After completing this section, you will be able to describe treatment strategies for patients with tetrachloroethylene poisoning.


Tetrachloroethylene poisoning has no antidote. Treatment consists of removing the patient from the exposure and supporting respiratory and cardiovascular functions.

Acute Exposure

Tetrachloroethylene poisoning has no antidote. Treatment is supportive. In all suspected cases, remove the patient from the source of exposure. Provide standard support for respiratory and cardiovascular functions when needed. Additional recommendations include

  • restricting use of alcohol or other CNS depressant medication,
  • removing contaminated clothing,
  • washing affected areas with mild soap and copious amounts of water,
  • moving from the contaminated area and/or
  • maintaining good ventilation.
Chronic Exposure

Symptoms related to chronic exposure tend to worsen during exposure and improve when exposure stops, such as during vacation or after a job transfer. Consider other causes for symptoms if no clear association between symptoms and exposure exists.

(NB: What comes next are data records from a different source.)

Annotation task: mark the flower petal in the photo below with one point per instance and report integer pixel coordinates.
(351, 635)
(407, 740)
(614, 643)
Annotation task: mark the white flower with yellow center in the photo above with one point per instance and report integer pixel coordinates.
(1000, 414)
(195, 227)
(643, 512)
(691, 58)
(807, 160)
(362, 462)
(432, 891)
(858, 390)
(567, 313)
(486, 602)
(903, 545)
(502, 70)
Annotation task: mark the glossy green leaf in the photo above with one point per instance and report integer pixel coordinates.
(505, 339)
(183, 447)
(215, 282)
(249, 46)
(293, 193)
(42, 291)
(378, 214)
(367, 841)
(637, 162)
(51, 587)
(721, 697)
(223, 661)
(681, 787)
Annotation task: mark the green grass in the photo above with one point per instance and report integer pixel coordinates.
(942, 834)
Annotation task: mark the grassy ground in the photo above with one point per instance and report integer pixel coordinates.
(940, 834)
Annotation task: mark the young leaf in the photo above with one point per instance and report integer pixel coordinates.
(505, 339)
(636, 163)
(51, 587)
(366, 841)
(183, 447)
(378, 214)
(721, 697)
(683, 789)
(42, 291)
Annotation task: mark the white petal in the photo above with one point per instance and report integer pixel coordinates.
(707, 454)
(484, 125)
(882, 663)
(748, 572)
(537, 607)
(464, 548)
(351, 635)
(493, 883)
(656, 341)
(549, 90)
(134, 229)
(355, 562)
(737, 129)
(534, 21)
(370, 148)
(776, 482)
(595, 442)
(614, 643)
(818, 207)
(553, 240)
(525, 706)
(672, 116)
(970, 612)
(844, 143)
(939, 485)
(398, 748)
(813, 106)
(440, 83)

The level of exposure either must be reduced or the source eliminated for persons with tetrachloroethylene toxicity. Depending on the setting, this might be accomplished by

  • using an agent less hazardous than tetrachloroethylene or
  • increasing air ventilation.
Key Point
  • Tetrachloroethylene toxicity has no antidote; supportive measures should be administered.
  • In all suspected cases, removal from exposure should reduce or eliminate symptoms.